ロシアンブル―の風(ふう)ちゃんが旅立ちました。ブルーグレー毛色が美しい16歳の女の子です。ご葬送に伺うと ご主人と奥様、ご子息様がお待ちでした。とても穏やかなご家族様です。
風ちゃんはさしずめご夫妻の末の箱入り娘であり、ご子息にとっては可愛い妹のような存在だった。そして彼女はご家族様の温かいお心に包まれ癒され日々とても穏やかに過ごしていた ー こちらのご家庭の優しく落ち着いた空気感が私をそんな確信へと導くのでした。終末期には重い病気を患っていた風ちゃんでしたが、冬の澄んだ空のなか深窓の令嬢らしく気品漂う美しい姿のままに、まさに本当の風になったのです。

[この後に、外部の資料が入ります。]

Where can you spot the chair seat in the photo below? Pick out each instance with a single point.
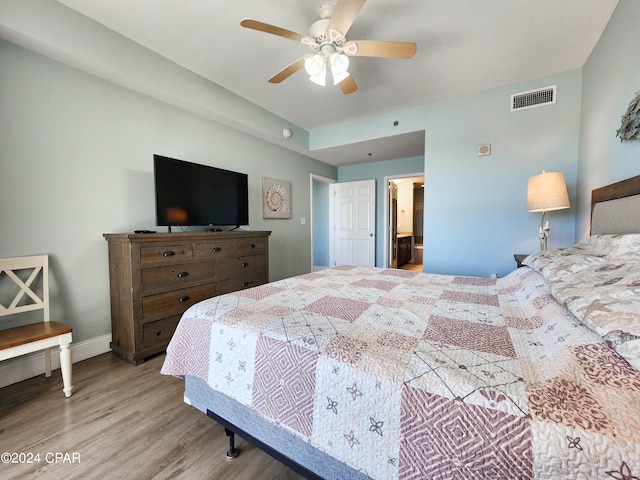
(13, 337)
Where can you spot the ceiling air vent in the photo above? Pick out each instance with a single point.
(533, 98)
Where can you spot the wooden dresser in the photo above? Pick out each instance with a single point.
(155, 277)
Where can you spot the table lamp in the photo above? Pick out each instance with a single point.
(546, 192)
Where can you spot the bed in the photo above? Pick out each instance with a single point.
(355, 372)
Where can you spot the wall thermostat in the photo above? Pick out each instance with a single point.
(484, 149)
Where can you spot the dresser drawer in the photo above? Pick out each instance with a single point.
(234, 266)
(215, 249)
(174, 302)
(176, 276)
(165, 254)
(251, 245)
(158, 333)
(248, 280)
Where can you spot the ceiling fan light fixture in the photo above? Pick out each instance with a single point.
(339, 77)
(339, 63)
(316, 67)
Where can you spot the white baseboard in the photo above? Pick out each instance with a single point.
(21, 368)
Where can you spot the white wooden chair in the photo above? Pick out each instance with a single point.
(22, 273)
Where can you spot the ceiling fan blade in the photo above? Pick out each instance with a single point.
(373, 48)
(289, 70)
(272, 29)
(344, 15)
(348, 85)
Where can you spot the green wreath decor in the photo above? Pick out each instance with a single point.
(630, 128)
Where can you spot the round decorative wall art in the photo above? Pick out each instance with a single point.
(276, 199)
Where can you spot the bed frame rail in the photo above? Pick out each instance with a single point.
(233, 452)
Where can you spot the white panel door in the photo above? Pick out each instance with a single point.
(353, 221)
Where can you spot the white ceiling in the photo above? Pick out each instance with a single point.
(464, 46)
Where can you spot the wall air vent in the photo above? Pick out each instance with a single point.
(533, 98)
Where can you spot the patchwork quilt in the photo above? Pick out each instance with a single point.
(406, 375)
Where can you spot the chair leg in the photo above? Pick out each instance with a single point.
(65, 366)
(47, 362)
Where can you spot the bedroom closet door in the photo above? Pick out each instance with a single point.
(353, 223)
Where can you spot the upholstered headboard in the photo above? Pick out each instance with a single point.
(616, 207)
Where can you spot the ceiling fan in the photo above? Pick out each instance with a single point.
(330, 46)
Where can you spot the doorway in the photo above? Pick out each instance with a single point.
(404, 216)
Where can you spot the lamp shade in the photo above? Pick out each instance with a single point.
(546, 192)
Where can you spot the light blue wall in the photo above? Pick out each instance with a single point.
(475, 207)
(76, 161)
(611, 78)
(377, 171)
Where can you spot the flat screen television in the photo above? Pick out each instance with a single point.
(190, 194)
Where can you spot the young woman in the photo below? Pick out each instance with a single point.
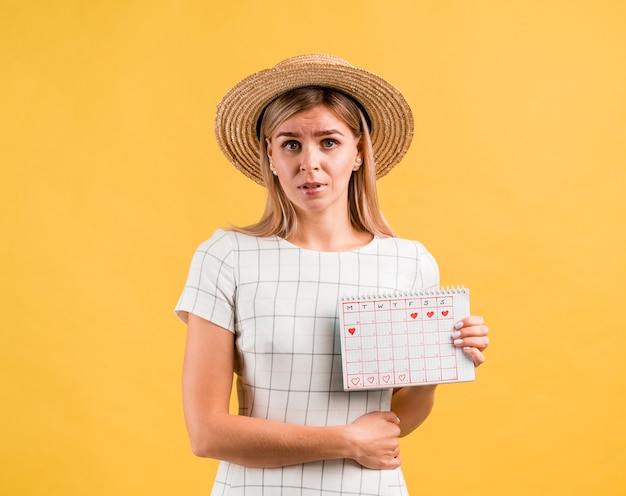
(261, 301)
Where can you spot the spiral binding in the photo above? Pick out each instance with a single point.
(444, 290)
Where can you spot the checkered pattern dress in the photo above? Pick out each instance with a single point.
(281, 302)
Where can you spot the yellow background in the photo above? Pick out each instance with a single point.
(110, 177)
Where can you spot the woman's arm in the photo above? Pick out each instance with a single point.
(412, 405)
(371, 440)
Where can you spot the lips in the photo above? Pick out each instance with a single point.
(311, 188)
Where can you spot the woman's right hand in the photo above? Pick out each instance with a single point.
(375, 439)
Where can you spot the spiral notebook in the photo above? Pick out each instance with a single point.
(403, 339)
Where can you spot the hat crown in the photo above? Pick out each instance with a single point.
(312, 58)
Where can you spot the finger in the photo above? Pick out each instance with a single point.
(474, 342)
(470, 320)
(475, 354)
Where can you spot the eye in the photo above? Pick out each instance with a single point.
(291, 145)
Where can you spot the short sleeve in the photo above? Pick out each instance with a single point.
(210, 288)
(428, 268)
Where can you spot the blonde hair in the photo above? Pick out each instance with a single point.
(279, 217)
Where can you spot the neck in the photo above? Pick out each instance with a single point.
(329, 235)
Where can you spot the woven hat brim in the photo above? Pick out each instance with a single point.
(239, 110)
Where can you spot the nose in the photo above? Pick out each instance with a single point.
(310, 160)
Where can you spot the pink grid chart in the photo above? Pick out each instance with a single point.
(403, 340)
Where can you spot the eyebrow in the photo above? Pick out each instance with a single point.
(325, 132)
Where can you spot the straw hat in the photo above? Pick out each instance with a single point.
(239, 111)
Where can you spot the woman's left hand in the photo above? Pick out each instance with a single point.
(471, 334)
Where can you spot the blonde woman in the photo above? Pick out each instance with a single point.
(260, 302)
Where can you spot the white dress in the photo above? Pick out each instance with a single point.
(281, 303)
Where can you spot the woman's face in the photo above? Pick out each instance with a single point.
(314, 153)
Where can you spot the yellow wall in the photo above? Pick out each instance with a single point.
(110, 177)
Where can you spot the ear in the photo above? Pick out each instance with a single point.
(268, 148)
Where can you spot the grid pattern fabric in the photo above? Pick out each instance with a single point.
(281, 302)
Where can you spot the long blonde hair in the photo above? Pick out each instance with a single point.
(279, 217)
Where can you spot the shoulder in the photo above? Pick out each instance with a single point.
(401, 247)
(225, 241)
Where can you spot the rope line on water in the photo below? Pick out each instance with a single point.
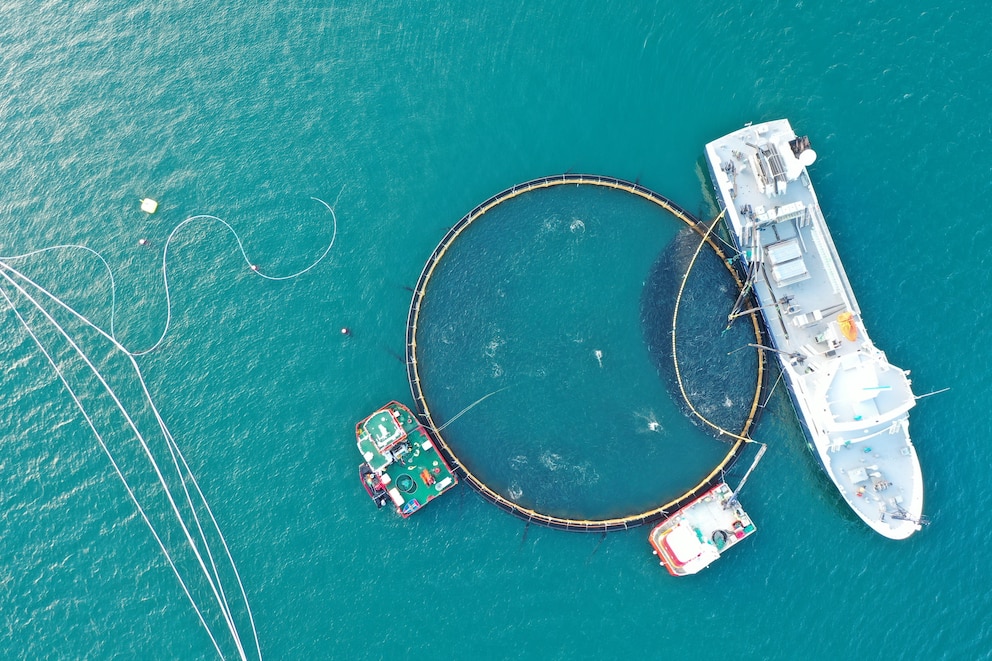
(117, 469)
(165, 273)
(181, 466)
(5, 272)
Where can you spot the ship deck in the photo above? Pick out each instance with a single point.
(853, 403)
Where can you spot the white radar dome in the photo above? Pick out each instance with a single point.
(807, 157)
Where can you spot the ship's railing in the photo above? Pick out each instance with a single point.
(528, 514)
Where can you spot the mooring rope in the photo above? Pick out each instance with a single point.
(110, 391)
(675, 358)
(165, 273)
(117, 469)
(469, 408)
(180, 464)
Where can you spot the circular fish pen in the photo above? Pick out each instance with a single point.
(506, 498)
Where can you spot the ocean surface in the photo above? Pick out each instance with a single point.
(403, 116)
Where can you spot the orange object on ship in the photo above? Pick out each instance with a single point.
(847, 327)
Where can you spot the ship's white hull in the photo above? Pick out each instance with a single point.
(852, 403)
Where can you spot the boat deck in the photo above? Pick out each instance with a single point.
(700, 532)
(403, 459)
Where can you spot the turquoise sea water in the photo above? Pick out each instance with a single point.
(405, 115)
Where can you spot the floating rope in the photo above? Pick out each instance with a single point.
(182, 469)
(5, 272)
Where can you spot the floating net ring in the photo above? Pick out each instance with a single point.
(740, 437)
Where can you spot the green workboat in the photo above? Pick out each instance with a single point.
(401, 463)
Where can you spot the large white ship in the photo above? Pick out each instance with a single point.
(852, 403)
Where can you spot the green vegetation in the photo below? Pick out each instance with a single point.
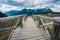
(2, 15)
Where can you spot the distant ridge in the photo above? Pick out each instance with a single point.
(28, 11)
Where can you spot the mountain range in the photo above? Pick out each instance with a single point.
(28, 11)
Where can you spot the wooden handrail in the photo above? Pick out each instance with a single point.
(47, 24)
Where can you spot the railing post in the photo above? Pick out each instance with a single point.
(56, 29)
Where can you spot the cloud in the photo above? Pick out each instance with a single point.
(6, 7)
(19, 4)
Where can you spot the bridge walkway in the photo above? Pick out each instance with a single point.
(29, 31)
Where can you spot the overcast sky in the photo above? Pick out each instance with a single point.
(7, 5)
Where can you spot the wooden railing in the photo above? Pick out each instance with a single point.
(8, 31)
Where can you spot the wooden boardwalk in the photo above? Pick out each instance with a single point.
(29, 31)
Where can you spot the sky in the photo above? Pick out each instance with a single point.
(7, 5)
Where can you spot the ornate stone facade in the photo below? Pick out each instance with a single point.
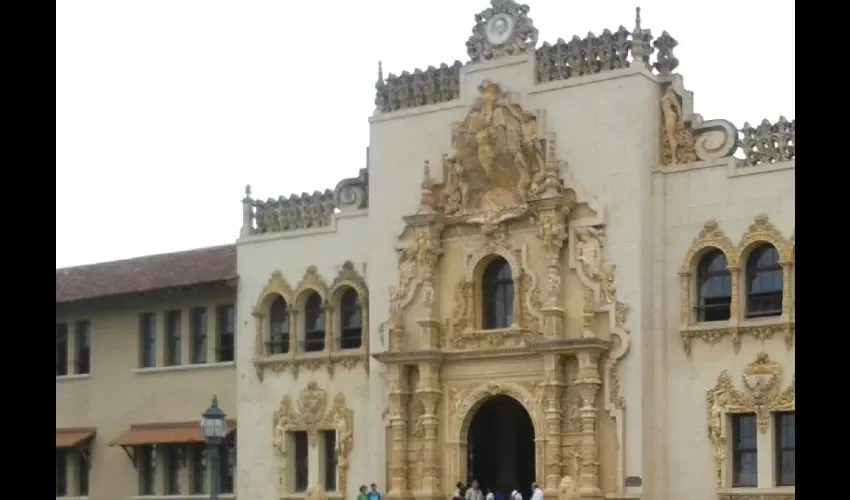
(594, 195)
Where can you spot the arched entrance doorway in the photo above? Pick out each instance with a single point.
(500, 446)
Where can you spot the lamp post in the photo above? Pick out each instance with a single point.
(214, 430)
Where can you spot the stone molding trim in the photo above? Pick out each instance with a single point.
(311, 415)
(763, 395)
(712, 237)
(330, 358)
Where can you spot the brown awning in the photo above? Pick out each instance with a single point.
(69, 438)
(164, 433)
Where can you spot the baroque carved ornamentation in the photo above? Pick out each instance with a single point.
(310, 413)
(763, 395)
(501, 30)
(768, 143)
(712, 237)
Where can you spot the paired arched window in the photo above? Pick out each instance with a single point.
(497, 295)
(278, 342)
(764, 282)
(314, 324)
(351, 321)
(714, 287)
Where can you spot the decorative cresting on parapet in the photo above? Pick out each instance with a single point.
(712, 237)
(768, 143)
(763, 395)
(606, 52)
(420, 88)
(685, 136)
(312, 415)
(330, 358)
(305, 211)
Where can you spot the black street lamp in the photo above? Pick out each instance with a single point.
(214, 430)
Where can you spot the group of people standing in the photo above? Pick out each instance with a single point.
(474, 492)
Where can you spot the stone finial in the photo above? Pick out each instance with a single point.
(666, 62)
(641, 46)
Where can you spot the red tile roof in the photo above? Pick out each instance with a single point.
(146, 274)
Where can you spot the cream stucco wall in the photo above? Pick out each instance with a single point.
(117, 393)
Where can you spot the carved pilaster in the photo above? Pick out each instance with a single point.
(428, 392)
(786, 290)
(588, 383)
(735, 305)
(399, 396)
(553, 386)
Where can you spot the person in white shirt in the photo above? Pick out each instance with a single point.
(537, 493)
(474, 492)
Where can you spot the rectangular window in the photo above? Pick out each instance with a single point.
(301, 465)
(198, 457)
(173, 340)
(61, 472)
(172, 469)
(83, 347)
(61, 349)
(146, 463)
(329, 442)
(225, 332)
(786, 458)
(198, 329)
(82, 476)
(227, 465)
(147, 340)
(744, 451)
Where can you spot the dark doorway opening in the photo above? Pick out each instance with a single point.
(501, 447)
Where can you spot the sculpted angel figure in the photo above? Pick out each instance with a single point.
(673, 117)
(589, 249)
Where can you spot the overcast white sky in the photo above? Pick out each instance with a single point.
(165, 109)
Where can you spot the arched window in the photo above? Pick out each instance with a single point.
(714, 288)
(764, 282)
(314, 324)
(278, 342)
(351, 321)
(497, 295)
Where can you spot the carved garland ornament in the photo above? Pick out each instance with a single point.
(312, 281)
(711, 237)
(763, 395)
(311, 415)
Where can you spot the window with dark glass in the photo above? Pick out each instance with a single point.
(225, 350)
(301, 466)
(198, 461)
(714, 288)
(172, 469)
(497, 301)
(329, 442)
(173, 341)
(744, 450)
(278, 327)
(146, 463)
(786, 457)
(83, 347)
(198, 331)
(61, 472)
(314, 324)
(227, 465)
(764, 282)
(147, 340)
(61, 349)
(82, 475)
(351, 321)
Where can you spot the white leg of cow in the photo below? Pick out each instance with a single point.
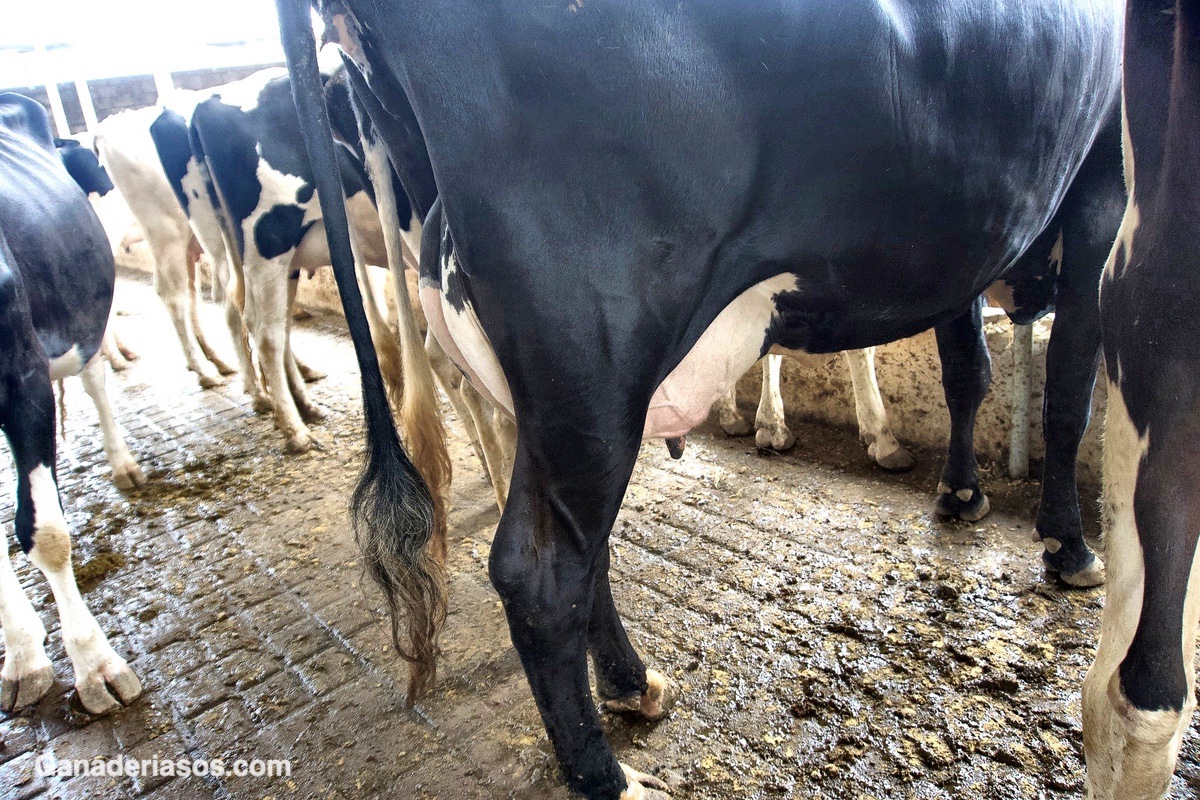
(126, 473)
(102, 678)
(1132, 751)
(451, 384)
(732, 420)
(771, 428)
(873, 416)
(483, 417)
(235, 320)
(268, 308)
(172, 282)
(28, 673)
(310, 410)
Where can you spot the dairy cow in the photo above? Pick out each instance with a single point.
(57, 282)
(629, 204)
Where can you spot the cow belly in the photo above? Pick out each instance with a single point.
(721, 355)
(461, 336)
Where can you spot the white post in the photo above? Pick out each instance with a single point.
(163, 83)
(1023, 386)
(89, 110)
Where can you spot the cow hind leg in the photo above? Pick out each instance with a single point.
(545, 563)
(126, 473)
(873, 417)
(102, 678)
(771, 428)
(730, 416)
(623, 683)
(966, 374)
(1140, 692)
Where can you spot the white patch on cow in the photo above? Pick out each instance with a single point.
(771, 427)
(96, 665)
(1132, 218)
(1131, 753)
(66, 365)
(25, 660)
(724, 352)
(126, 473)
(463, 340)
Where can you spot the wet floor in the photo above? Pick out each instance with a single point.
(829, 638)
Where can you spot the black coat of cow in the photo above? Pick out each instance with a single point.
(612, 176)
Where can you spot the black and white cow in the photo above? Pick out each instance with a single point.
(1140, 693)
(125, 144)
(637, 200)
(57, 282)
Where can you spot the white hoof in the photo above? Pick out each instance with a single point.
(774, 437)
(108, 686)
(28, 687)
(642, 786)
(659, 697)
(126, 474)
(733, 423)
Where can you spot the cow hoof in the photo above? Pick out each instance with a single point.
(970, 505)
(27, 690)
(894, 461)
(127, 475)
(774, 437)
(641, 786)
(108, 687)
(1081, 571)
(735, 425)
(653, 705)
(312, 413)
(300, 443)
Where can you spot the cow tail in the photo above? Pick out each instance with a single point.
(391, 510)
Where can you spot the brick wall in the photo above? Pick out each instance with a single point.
(113, 95)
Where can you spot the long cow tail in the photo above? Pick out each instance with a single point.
(393, 509)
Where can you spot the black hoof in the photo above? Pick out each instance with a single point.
(1074, 564)
(965, 504)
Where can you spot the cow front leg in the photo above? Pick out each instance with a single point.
(623, 683)
(126, 473)
(873, 417)
(966, 374)
(1140, 693)
(268, 311)
(771, 428)
(730, 416)
(545, 560)
(102, 678)
(1072, 359)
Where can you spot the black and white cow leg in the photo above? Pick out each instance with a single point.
(1140, 693)
(568, 521)
(966, 374)
(451, 384)
(771, 427)
(1072, 359)
(172, 283)
(730, 416)
(873, 417)
(102, 678)
(126, 473)
(267, 318)
(623, 683)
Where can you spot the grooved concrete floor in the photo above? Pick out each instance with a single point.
(831, 639)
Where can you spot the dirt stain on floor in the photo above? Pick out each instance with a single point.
(829, 637)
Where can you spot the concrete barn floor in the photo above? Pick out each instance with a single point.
(831, 639)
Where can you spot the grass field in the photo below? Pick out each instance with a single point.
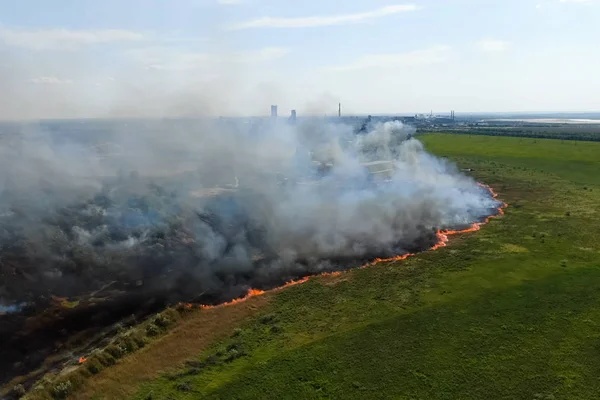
(509, 312)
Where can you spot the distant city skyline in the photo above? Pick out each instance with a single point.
(153, 58)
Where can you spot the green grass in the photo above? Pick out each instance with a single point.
(509, 312)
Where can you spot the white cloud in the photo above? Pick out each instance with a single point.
(169, 59)
(318, 21)
(50, 80)
(492, 45)
(64, 39)
(414, 58)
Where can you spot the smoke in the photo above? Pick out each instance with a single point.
(205, 209)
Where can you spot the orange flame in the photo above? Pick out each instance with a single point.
(251, 293)
(442, 236)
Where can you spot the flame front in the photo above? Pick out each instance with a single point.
(442, 235)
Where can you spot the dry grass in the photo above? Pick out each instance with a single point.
(189, 338)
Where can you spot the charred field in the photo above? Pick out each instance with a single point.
(97, 238)
(508, 312)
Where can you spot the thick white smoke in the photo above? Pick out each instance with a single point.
(215, 207)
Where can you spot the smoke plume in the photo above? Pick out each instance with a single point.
(206, 209)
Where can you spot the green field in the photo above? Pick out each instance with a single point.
(509, 312)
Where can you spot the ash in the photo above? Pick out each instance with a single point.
(204, 210)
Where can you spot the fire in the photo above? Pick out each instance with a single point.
(442, 235)
(251, 293)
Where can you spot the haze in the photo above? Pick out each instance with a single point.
(134, 58)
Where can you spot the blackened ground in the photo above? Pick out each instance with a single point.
(29, 338)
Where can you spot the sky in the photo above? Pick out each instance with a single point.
(130, 58)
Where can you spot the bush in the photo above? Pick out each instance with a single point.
(19, 390)
(106, 359)
(237, 332)
(184, 387)
(162, 321)
(267, 319)
(152, 330)
(62, 389)
(114, 351)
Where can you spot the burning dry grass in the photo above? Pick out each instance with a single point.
(446, 324)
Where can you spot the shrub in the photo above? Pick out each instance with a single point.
(267, 319)
(162, 321)
(62, 389)
(152, 330)
(114, 351)
(19, 390)
(184, 387)
(237, 332)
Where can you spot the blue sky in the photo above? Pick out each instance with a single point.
(88, 58)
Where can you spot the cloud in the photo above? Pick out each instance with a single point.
(319, 21)
(170, 59)
(50, 80)
(393, 60)
(64, 39)
(492, 45)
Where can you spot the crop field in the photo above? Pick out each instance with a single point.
(509, 312)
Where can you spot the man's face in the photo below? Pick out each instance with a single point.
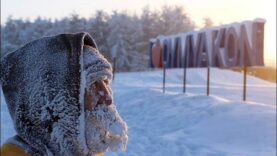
(103, 93)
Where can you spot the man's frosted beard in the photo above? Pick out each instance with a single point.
(105, 129)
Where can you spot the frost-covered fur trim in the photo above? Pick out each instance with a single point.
(41, 85)
(96, 66)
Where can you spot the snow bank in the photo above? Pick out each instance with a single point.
(192, 124)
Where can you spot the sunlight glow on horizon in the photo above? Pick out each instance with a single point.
(220, 12)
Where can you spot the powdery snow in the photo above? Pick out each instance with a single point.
(191, 124)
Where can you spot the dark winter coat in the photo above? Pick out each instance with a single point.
(41, 85)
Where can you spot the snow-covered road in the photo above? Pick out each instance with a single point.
(191, 124)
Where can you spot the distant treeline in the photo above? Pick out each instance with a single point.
(118, 34)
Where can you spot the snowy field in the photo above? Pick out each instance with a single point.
(191, 124)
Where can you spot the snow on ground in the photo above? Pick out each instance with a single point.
(191, 124)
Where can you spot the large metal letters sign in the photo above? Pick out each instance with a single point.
(236, 44)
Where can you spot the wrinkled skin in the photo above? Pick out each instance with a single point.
(102, 90)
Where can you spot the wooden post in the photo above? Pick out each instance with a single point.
(164, 75)
(114, 62)
(185, 75)
(244, 82)
(208, 80)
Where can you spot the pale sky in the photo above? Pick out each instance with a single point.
(220, 11)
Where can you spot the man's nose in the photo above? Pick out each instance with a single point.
(105, 95)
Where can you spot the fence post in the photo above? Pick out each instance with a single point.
(185, 74)
(164, 75)
(114, 66)
(208, 80)
(244, 82)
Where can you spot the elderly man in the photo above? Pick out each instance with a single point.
(58, 93)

この冬の間、風ちゃんは幾度となくご家族様ひとりひとりのお心の中に降りて来ることでしょう。最初は風ちゃんの姿がない現実に辛くなることもあると存じます。でも、いずれ風ちゃんとの楽しかった思い出の数々がとっても愛おしく胸に温かく感じる時がやってくるのです。私たちはお祈りいたしております。一日も早くご家族様にそんな日が訪れることを。そしてそれは、春一番となった風ちゃんがご家族様の胸の内に積もった雪を融かしにやってくる時なのかもしれません。